Slack is easy to use and has great built in functions for notifications and add-ins for automated posts. It has been helpful to get multiple departments talking at times and keep each department informed while not in the same location. The ability to upload files makes it easy to share ideas.
Slack can take a while to set up if you want multiple channels but once started, it is easy to keep projects or topics going in the different channels. Using the channels are intuitive and easy. Members can be added or join on their own, if allowed.
You can invite a customer to specific channel where the whole team can see their vision or wants but keep the other chats behind the scenes.

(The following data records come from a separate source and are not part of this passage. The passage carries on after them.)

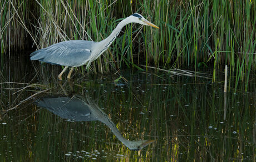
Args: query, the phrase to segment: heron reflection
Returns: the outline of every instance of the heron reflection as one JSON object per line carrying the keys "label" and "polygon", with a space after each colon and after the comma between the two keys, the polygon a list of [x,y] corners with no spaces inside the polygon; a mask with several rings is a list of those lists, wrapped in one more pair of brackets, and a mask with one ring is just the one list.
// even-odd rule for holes
{"label": "heron reflection", "polygon": [[154,141],[130,141],[124,138],[107,115],[87,96],[45,97],[36,104],[62,118],[75,121],[99,120],[109,126],[118,139],[130,150],[139,150]]}

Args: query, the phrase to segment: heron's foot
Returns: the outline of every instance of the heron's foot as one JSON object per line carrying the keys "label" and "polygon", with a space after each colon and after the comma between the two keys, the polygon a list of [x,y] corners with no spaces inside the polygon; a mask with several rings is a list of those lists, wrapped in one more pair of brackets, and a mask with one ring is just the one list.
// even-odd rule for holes
{"label": "heron's foot", "polygon": [[73,69],[74,69],[74,67],[72,67],[71,69],[70,69],[70,71],[68,73],[68,74],[67,75],[67,79],[71,79],[71,74]]}
{"label": "heron's foot", "polygon": [[58,78],[60,80],[62,80],[62,77],[61,76],[62,75],[58,75]]}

It's a very versatile chat option that could replace e-mails. The amount of built in functions and then add-ins for automation make this great for any business.
My biggest complaint is that Slack is too available. We're expected to know what's going on with projects both at work and at home. Having it installed on phone and work computer, it's always there.
Sometimes the channels will not clear unread messages on mobile even after reading them.
My overall experience with slack has been positive. My company used slack for internal and external purposes. My manager used slack to communicate to us when he's making sales and can't be in the office. He sends all his files via slack. We also use slack externally to send notifications to our clients when their order has arrived or when they have issues with their order.
I love it that I can drag and drop files, images and videos into slack to share with my colleagues while we discuss about work . Unlike WhatsApp messaging, the software also has a snooze button which prevents folks for messaging you when it's time to rest at night. In addition, slack allows free integration with many other tools out there. Although I'm not a software developer, my colleagues who are talk about how easy it is in the backend for integration. Working at my previous company, my previous company utilizes slack to alert our customers that their order has arrived.
What I don't like about slack is that my chat groups are largely disorganized. Because I am in so many different chat groups, it's hard to remember the purpose of each one and where my messages are at for each channel. Also, I get 50+ messages in a chat group which doesn't pertain to me at all. I have to scroll through all 50+ of them. Another thing that is annoying is that we don't know if something that was communicated via slack time sensitive or not. It would be great if slack has button for that where we can signal that something is important and we have to attend to it urgently. Last but not least, slack doesn't integrate with my emails. Hence, I have to still check my emails on top of checking my notifications.